Nestlé Mexico, Greenback and Enval are to install the first plant in Mexico to achieve full circularity of food grade plastic packaging.


  • In the first phase, the project will process up to 6,000 tons of flexible plastic packaging in year one.

  • Nestlé Mexico is the first consumer goods company in the country to back the circular economy by guaranteeing access to recycled food-grade plastics.

Nestlé Mexico announced the signing of an agreement, the first outside Europe, with the UK company, Greenback Recycling Technologies, to install a chemical recycling plant capable of processing flexible plastic packaging. This will address the challenge of post-consumer plastic waste that is difficult to recycle in the country, thus contributing to promoting a circular economy.


The plant will employ an innovative microwave-induced pyrolysis technology developed by Enval, a UK chemical recycling company, to transform valueless plastic packaging into pyrolysis oil that can be used in the petrochemical industry to manufacture new products with post-consumer recycled content. Enval’s technology is unique in that it also allows the recycling of aluminum from ultra-effective but hitherto impossible-to-recycle packaging.


The ambitious project will enable circularity of up to 6,000 tons of flexible plastic packaging in the first year, with expected sustained growth in both volume and installed capacity in the country. In addition, Nestlé will be investing in the adaptation to the Mexican waste ecosystem and market of Greenback's eco2Veritas Circularity Platform, which provides complete traceability of the neutralisation and recycling process.


"Making safe recycled plastics for food packaging is a huge challenge for our industry.

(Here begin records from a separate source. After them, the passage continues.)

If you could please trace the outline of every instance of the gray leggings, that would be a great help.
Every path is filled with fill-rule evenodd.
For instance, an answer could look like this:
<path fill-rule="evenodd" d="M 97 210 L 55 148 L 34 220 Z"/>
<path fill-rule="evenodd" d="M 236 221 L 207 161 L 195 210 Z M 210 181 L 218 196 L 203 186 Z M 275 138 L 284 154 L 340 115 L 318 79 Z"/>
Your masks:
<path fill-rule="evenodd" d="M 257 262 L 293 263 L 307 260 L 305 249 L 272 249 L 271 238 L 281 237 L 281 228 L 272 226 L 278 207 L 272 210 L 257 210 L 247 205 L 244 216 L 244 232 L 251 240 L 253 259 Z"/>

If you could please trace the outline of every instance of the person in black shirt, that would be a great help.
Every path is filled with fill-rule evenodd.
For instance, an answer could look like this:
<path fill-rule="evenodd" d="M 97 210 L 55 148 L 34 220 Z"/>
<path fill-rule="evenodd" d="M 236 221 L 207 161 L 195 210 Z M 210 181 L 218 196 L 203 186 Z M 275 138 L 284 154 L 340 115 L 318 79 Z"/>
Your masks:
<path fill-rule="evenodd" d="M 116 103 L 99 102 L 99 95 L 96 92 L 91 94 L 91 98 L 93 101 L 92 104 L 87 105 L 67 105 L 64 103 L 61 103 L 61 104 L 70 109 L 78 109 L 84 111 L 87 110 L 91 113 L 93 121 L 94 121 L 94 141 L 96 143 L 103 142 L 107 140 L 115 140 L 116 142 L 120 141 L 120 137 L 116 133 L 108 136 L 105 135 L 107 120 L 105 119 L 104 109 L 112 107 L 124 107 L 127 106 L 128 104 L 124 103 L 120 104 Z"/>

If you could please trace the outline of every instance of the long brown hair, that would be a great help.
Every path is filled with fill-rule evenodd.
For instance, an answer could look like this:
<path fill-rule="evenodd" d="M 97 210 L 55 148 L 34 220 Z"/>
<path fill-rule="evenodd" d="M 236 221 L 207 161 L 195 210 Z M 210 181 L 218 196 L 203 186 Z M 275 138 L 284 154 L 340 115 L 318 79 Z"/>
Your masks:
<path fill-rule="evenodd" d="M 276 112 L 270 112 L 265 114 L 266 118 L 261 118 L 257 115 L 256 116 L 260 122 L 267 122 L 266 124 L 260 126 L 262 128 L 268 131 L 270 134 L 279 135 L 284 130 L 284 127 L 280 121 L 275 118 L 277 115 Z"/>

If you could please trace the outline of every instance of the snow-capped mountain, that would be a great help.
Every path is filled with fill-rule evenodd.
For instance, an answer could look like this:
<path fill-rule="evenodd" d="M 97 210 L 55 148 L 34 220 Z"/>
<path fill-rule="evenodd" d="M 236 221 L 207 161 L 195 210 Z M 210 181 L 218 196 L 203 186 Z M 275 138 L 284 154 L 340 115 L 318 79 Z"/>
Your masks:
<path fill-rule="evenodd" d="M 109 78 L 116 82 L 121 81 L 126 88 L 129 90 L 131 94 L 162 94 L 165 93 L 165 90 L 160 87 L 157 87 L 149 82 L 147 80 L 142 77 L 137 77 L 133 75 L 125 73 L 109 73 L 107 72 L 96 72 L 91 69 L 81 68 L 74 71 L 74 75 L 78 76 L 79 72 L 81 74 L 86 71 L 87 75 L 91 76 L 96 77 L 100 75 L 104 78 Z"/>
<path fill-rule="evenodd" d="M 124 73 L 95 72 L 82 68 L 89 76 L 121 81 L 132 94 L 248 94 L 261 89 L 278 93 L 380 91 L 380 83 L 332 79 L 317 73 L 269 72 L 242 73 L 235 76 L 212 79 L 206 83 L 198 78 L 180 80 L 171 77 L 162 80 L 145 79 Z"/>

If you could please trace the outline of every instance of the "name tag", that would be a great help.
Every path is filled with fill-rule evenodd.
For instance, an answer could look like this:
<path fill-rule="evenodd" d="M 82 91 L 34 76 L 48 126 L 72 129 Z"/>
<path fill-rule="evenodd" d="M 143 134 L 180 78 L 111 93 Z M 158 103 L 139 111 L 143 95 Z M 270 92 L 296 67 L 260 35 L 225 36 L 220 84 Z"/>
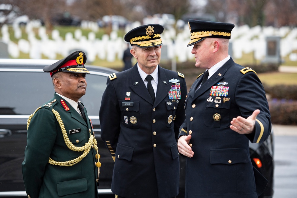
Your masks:
<path fill-rule="evenodd" d="M 70 135 L 72 135 L 72 134 L 80 132 L 81 131 L 81 129 L 80 128 L 79 128 L 79 129 L 74 129 L 69 131 L 69 134 Z"/>
<path fill-rule="evenodd" d="M 134 105 L 133 103 L 133 102 L 122 102 L 122 107 L 133 107 Z"/>

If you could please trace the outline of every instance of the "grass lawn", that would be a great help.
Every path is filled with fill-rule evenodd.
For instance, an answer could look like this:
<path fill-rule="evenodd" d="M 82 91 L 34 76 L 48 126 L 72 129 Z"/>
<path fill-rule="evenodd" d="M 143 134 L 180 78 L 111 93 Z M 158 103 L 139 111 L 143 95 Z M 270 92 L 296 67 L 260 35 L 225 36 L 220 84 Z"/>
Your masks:
<path fill-rule="evenodd" d="M 263 83 L 269 85 L 297 85 L 297 73 L 274 72 L 258 74 L 257 75 Z"/>

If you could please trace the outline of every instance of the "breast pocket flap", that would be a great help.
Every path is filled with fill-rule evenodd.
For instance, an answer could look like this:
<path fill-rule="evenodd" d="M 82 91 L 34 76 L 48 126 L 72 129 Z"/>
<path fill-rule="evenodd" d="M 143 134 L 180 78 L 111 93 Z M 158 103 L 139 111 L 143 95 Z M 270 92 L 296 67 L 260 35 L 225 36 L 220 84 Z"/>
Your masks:
<path fill-rule="evenodd" d="M 57 185 L 59 196 L 83 192 L 88 189 L 86 178 L 58 182 Z"/>
<path fill-rule="evenodd" d="M 232 165 L 247 163 L 249 156 L 245 148 L 223 148 L 210 150 L 210 162 L 211 164 L 221 164 Z"/>

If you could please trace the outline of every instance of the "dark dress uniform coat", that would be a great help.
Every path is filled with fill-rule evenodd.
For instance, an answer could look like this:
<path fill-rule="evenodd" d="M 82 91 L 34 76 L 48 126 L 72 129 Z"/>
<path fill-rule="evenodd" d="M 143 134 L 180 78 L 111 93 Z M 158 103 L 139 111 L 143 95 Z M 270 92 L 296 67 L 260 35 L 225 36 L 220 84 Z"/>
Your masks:
<path fill-rule="evenodd" d="M 193 157 L 186 159 L 185 197 L 257 197 L 249 140 L 263 142 L 271 127 L 261 82 L 253 70 L 244 69 L 232 58 L 195 92 L 203 75 L 194 83 L 188 94 L 186 119 L 180 134 L 191 134 L 190 143 L 195 153 Z M 225 93 L 222 94 L 219 91 L 223 87 Z M 245 135 L 230 129 L 233 118 L 246 118 L 257 109 L 260 113 L 254 133 Z M 260 180 L 262 179 L 265 188 L 267 183 L 265 178 Z"/>
<path fill-rule="evenodd" d="M 63 106 L 61 99 L 68 110 Z M 76 110 L 57 94 L 42 106 L 32 118 L 28 129 L 28 145 L 22 164 L 27 194 L 31 198 L 98 197 L 96 153 L 94 149 L 91 148 L 81 161 L 71 166 L 48 163 L 50 157 L 56 161 L 64 162 L 75 159 L 83 152 L 67 147 L 52 109 L 60 114 L 69 140 L 75 146 L 84 145 L 89 140 L 90 132 L 93 134 L 90 122 L 87 125 Z M 75 129 L 80 132 L 69 134 L 69 131 Z"/>
<path fill-rule="evenodd" d="M 186 82 L 178 73 L 158 66 L 154 103 L 137 64 L 108 78 L 103 94 L 101 137 L 115 160 L 112 191 L 126 198 L 173 197 L 178 193 L 176 140 L 185 118 Z M 169 80 L 175 79 L 181 99 L 168 97 L 175 84 Z"/>

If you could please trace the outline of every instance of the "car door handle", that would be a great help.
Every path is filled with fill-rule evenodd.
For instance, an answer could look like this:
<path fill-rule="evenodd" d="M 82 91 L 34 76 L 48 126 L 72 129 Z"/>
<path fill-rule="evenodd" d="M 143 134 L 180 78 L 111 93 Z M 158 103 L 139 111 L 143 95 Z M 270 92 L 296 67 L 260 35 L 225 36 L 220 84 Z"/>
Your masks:
<path fill-rule="evenodd" d="M 11 135 L 12 134 L 12 133 L 10 130 L 0 129 L 0 138 L 4 137 L 5 136 L 9 136 Z"/>

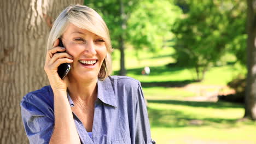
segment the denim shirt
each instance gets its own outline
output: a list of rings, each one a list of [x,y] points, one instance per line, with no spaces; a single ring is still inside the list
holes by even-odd
[[[71,106],[74,106],[69,94]],[[54,127],[54,95],[47,86],[26,95],[21,116],[30,143],[48,143]],[[132,78],[109,76],[97,81],[92,135],[73,113],[82,143],[154,143],[140,82]]]

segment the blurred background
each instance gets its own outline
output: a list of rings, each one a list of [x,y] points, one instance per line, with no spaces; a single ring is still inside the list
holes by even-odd
[[[19,103],[49,85],[47,36],[75,3],[106,21],[113,75],[141,81],[156,143],[256,143],[256,1],[9,1],[0,2],[2,143],[27,143]]]
[[[85,4],[109,28],[113,74],[141,81],[157,143],[256,143],[255,122],[243,118],[246,1]]]

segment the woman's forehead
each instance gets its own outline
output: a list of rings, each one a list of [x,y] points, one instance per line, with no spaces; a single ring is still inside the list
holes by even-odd
[[[66,30],[64,32],[64,34],[65,33],[67,34],[80,34],[85,35],[97,35],[96,34],[93,33],[88,31],[87,29],[79,28],[72,23],[69,23],[67,26]]]

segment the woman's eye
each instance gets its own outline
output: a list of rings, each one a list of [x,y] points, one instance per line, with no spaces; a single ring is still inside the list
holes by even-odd
[[[75,41],[84,41],[84,39],[82,38],[77,38],[77,39],[74,39],[74,40]]]
[[[96,42],[105,42],[105,41],[103,39],[97,39],[96,40]]]

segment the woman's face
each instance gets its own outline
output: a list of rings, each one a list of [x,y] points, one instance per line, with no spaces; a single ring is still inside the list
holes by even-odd
[[[66,52],[74,61],[68,76],[85,80],[97,78],[107,54],[103,39],[70,23],[62,40]]]

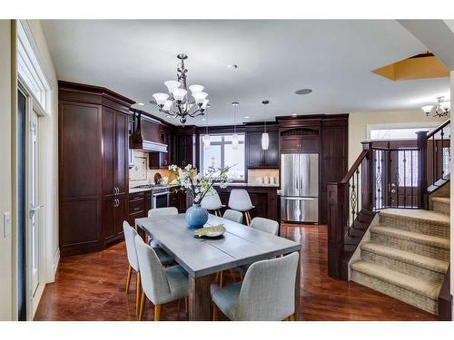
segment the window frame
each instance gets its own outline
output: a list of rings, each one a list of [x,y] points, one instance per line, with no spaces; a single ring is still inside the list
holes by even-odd
[[[222,133],[209,133],[210,137],[213,136],[221,136],[221,141],[210,141],[210,146],[212,145],[219,145],[221,146],[221,167],[225,166],[225,145],[232,145],[232,141],[224,141],[225,136],[232,136],[233,132],[222,132]],[[243,179],[233,179],[232,182],[238,182],[238,183],[242,183],[247,181],[247,168],[246,168],[246,133],[245,132],[237,132],[238,136],[243,136],[244,139],[243,141],[238,141],[238,144],[244,145],[244,152],[243,152],[243,159],[244,159],[244,172],[243,172]],[[204,155],[204,148],[203,148],[203,137],[206,136],[206,133],[201,133],[199,136],[199,141],[200,141],[200,151],[199,151],[199,164],[200,164],[200,171],[203,172],[204,170],[204,164],[203,164],[203,155]]]

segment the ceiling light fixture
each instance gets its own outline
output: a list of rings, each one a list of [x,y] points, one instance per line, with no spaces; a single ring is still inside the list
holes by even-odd
[[[233,102],[232,103],[233,106],[233,135],[232,136],[232,149],[238,149],[238,134],[236,133],[236,108],[240,103],[238,102]]]
[[[450,101],[445,100],[445,97],[437,97],[436,105],[424,105],[421,107],[426,116],[444,117],[450,113]]]
[[[205,123],[206,123],[206,132],[205,135],[203,136],[203,149],[205,150],[210,150],[210,145],[212,144],[210,141],[210,135],[208,134],[208,115],[206,116],[205,119]]]
[[[301,89],[301,90],[295,91],[296,94],[309,94],[311,92],[312,92],[311,89]]]
[[[202,85],[187,86],[186,73],[188,70],[184,66],[184,60],[188,56],[180,53],[177,58],[181,60],[177,65],[178,81],[164,82],[169,93],[154,93],[153,97],[156,100],[159,111],[173,117],[179,117],[180,122],[184,126],[188,116],[194,118],[205,113],[208,105],[208,99],[206,99],[208,93],[203,92]],[[191,90],[192,96],[188,93],[188,88]]]
[[[262,133],[262,149],[268,150],[268,146],[270,145],[270,136],[266,131],[266,105],[270,103],[270,101],[263,101],[262,103],[263,104],[263,117],[265,119],[265,129],[263,133]]]

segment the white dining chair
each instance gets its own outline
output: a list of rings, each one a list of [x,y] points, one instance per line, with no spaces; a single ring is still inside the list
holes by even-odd
[[[225,207],[225,205],[221,202],[218,191],[216,190],[211,195],[205,195],[203,199],[202,199],[201,206],[208,211],[214,211],[214,215],[219,217],[221,217],[221,209]]]
[[[228,209],[224,211],[222,219],[232,220],[233,222],[242,223],[242,213],[237,210]]]
[[[148,210],[148,217],[151,219],[160,218],[162,216],[178,215],[178,209],[175,207],[155,208]]]
[[[188,296],[189,279],[181,266],[163,268],[154,249],[135,237],[137,258],[141,267],[142,296],[139,320],[142,320],[145,296],[154,305],[154,321],[161,317],[161,306]]]
[[[279,223],[270,219],[253,218],[250,227],[272,235],[279,233]]]
[[[218,308],[235,321],[294,321],[299,254],[254,262],[244,280],[212,294],[213,320]]]
[[[244,189],[232,189],[229,196],[229,208],[233,210],[244,213],[246,224],[251,224],[251,215],[249,210],[254,208],[251,202],[248,191]]]

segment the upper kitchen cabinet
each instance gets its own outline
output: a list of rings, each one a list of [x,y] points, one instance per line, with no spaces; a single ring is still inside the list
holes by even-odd
[[[278,118],[281,153],[319,153],[320,118]]]
[[[168,169],[173,160],[173,130],[163,124],[160,124],[159,135],[161,142],[167,145],[167,152],[150,152],[150,169]]]
[[[176,162],[180,167],[192,164],[197,167],[198,139],[196,126],[180,126],[176,131]]]
[[[263,124],[246,126],[246,167],[248,169],[277,169],[279,168],[279,133],[276,124],[267,125],[270,138],[268,150],[262,148]]]
[[[59,82],[59,244],[62,256],[122,237],[133,101],[103,87]]]

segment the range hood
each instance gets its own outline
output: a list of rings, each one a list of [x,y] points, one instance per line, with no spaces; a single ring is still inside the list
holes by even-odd
[[[167,144],[162,142],[160,122],[145,115],[141,111],[133,111],[133,131],[131,149],[148,152],[167,152]]]

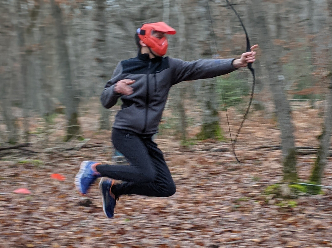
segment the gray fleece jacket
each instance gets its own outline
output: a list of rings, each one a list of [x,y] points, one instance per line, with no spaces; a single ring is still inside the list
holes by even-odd
[[[119,98],[122,101],[114,128],[140,134],[156,133],[172,86],[183,81],[210,78],[229,73],[236,70],[232,65],[234,59],[188,62],[168,57],[150,59],[147,54],[139,53],[137,57],[118,64],[102,93],[101,100],[107,108],[115,105]],[[136,81],[130,85],[133,93],[129,95],[123,95],[114,91],[116,83],[125,79]]]

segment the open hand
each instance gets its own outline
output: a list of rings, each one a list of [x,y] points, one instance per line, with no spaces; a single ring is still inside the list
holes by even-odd
[[[114,86],[114,91],[119,94],[121,94],[125,95],[132,94],[134,91],[132,87],[129,86],[130,85],[133,84],[136,82],[135,80],[132,80],[128,79],[122,79],[118,81]]]
[[[233,66],[235,68],[244,67],[248,65],[248,63],[252,63],[256,60],[255,55],[256,52],[254,50],[258,46],[258,45],[254,45],[250,48],[250,51],[243,53],[241,57],[235,59],[233,62]]]

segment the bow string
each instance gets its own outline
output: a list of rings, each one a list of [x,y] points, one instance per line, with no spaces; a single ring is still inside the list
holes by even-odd
[[[225,0],[227,3],[227,4],[229,6],[230,8],[232,9],[234,13],[236,15],[236,16],[237,17],[239,21],[240,21],[240,23],[241,24],[241,26],[242,27],[242,28],[243,29],[243,31],[244,31],[244,33],[246,35],[246,39],[247,42],[247,47],[246,48],[246,52],[250,52],[250,47],[251,46],[250,44],[250,41],[249,39],[249,36],[248,35],[248,33],[247,32],[247,30],[246,29],[245,27],[244,26],[244,24],[243,24],[243,22],[242,21],[242,19],[241,19],[241,17],[240,16],[240,15],[239,15],[235,9],[235,8],[233,7],[233,5],[231,4],[230,3],[228,0]],[[213,28],[213,22],[212,20],[212,17],[211,16],[211,12],[210,10],[210,6],[208,4],[208,0],[207,0],[207,4],[208,7],[208,10],[209,14],[209,16],[210,18],[210,21],[211,22],[211,29],[212,31],[212,34],[214,38],[214,43],[215,45],[215,48],[217,50],[217,52],[218,52],[218,46],[217,43],[217,39],[216,36],[215,35],[215,33]],[[242,120],[242,121],[241,122],[241,123],[240,125],[240,127],[237,130],[237,132],[236,132],[236,134],[235,136],[235,138],[234,139],[234,141],[232,140],[232,135],[230,132],[230,128],[229,127],[229,122],[228,121],[228,115],[227,113],[227,109],[226,107],[226,104],[225,104],[225,112],[226,114],[226,118],[227,119],[227,123],[228,125],[228,131],[229,132],[229,136],[230,138],[231,142],[232,143],[232,148],[233,150],[233,154],[235,156],[235,158],[236,159],[236,160],[239,162],[239,163],[240,163],[240,161],[237,158],[237,157],[236,156],[236,153],[235,152],[235,146],[236,143],[236,141],[237,140],[237,138],[239,136],[239,135],[240,134],[240,133],[241,132],[241,129],[242,128],[242,127],[243,126],[243,124],[244,123],[244,121],[245,121],[247,118],[247,117],[248,116],[248,113],[249,112],[249,110],[250,109],[250,107],[251,105],[251,103],[252,102],[253,99],[254,98],[254,93],[255,91],[255,70],[252,67],[252,63],[248,63],[248,69],[250,70],[250,72],[251,72],[251,74],[252,75],[253,77],[253,83],[252,86],[251,87],[251,92],[250,94],[250,98],[249,100],[249,103],[248,104],[248,107],[247,107],[247,109],[246,110],[246,112],[245,112],[244,115],[243,115],[243,118]]]

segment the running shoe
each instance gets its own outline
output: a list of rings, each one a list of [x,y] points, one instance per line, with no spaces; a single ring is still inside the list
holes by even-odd
[[[113,218],[114,215],[114,208],[118,198],[111,191],[114,184],[114,180],[102,178],[99,182],[99,189],[103,197],[103,210],[105,215],[108,218]]]
[[[82,162],[79,170],[75,177],[75,186],[78,191],[85,195],[90,185],[98,178],[101,176],[100,173],[93,168],[100,164],[100,163],[92,161],[83,161]]]

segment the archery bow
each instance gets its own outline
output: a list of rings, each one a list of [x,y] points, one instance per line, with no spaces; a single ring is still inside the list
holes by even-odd
[[[225,0],[226,2],[227,3],[227,5],[230,7],[234,11],[234,13],[237,17],[238,19],[239,19],[239,21],[240,21],[240,23],[241,24],[241,26],[243,29],[243,31],[244,31],[244,32],[246,35],[246,40],[247,42],[247,47],[246,49],[246,52],[250,52],[250,41],[249,40],[249,37],[248,35],[248,33],[247,32],[247,30],[246,29],[245,27],[244,26],[244,25],[243,24],[243,22],[242,21],[242,20],[241,19],[241,18],[240,17],[240,15],[236,11],[236,10],[233,6],[230,3],[228,0]],[[212,24],[212,18],[211,16],[211,13],[210,11],[210,7],[208,4],[208,0],[207,0],[207,3],[208,6],[208,13],[209,16],[210,17],[210,20],[211,22],[211,28],[212,30],[212,33],[214,39],[214,42],[215,43],[215,46],[216,49],[217,50],[217,52],[218,51],[218,46],[217,44],[217,39],[215,35],[215,34],[214,33],[214,31],[213,30],[213,26]],[[247,118],[247,116],[248,115],[248,113],[249,112],[249,110],[250,109],[250,106],[251,105],[251,102],[252,101],[252,99],[254,97],[254,92],[255,91],[255,70],[254,68],[252,67],[252,63],[248,63],[248,69],[250,70],[250,71],[251,72],[251,74],[252,75],[253,77],[253,83],[252,86],[251,88],[251,93],[250,94],[250,99],[249,100],[249,103],[248,104],[248,106],[247,108],[247,109],[246,110],[246,112],[244,113],[244,115],[243,115],[243,119],[241,122],[241,124],[240,124],[240,127],[239,128],[239,129],[237,130],[237,132],[236,132],[236,134],[235,135],[235,139],[234,139],[234,141],[232,140],[232,135],[231,134],[230,132],[230,128],[229,127],[229,122],[228,121],[228,115],[227,113],[227,109],[226,108],[226,106],[225,105],[225,109],[226,109],[225,112],[226,114],[226,118],[227,119],[227,123],[228,124],[228,130],[229,132],[229,136],[230,138],[231,142],[232,143],[232,148],[233,150],[233,154],[235,156],[235,158],[236,159],[236,160],[239,162],[239,163],[240,163],[240,161],[237,158],[237,157],[236,156],[236,154],[235,152],[235,145],[236,143],[236,141],[237,140],[237,137],[239,136],[239,134],[240,134],[240,132],[241,131],[241,129],[242,128],[242,127],[243,126],[243,124],[244,123],[244,121]]]

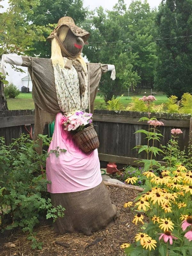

Therefore, in addition to minimising the use of plastics and collecting waste, we want to close the loop and make more plastics infinitely recyclable. This project with Greenback and Enval fully supports the mission of ensuring that our plastic packaging is not only recyclable, but actually recycled; it ensures that we are drastically reducing plastic waste pollution and supports our work with local communities," commented Fausto Costa, CEO at Nestlé Mexico.

The Swiss company's alliance with the advanced recycling technology companies (focused on certified circular solutions for packaging waste) is part of the objective of reducing its plastic footprint in the environment and continuing the path towards the goal of achieving a waste-free future.


Philippe von Stauffenberg, founder and CEO of Greenback, said:

"This project in Mexico will tackle the unresolved problem of turning multi-laminate and mixed plastics that are difficult to recycle into a recyclable waste stream. The aim is to reduce the challenges that exist in packaging recycling, transforming these waste resources into pyrolysis oil that can be used for the manufacture of certified recycled food packaging."

Carlos Ludlow, founder and CEO of Enval, commented:

"This collaborative project with Nestlé Mexico and Greenback shows the importance of teamwork between companies from different parts of the value chain in facing the challenge of plastics in the environment. At Enval, we know that plastics are not the enemy but are materials that improve our lives but must not end up as pollution. We are very pleased to know that our first plant, in collaboration with a company as recognized as Nestlé and in partnership with Greenback, will soon be operational in Mexico."

In April 2021, Nestlé Mexico became the first company in the country to neutralise all the equivalent plastic from its post-consumer waste, on a voluntary basis. With this new agreement, the world's leading company in Nutrition, Health and Wellness endorses its commitment to make use of innovation and technology to move from virgin plastic to recycled food-grade plastic, in line with the vision of finding effective solutions to prevent its packaging from ending up in landfills or as garbage.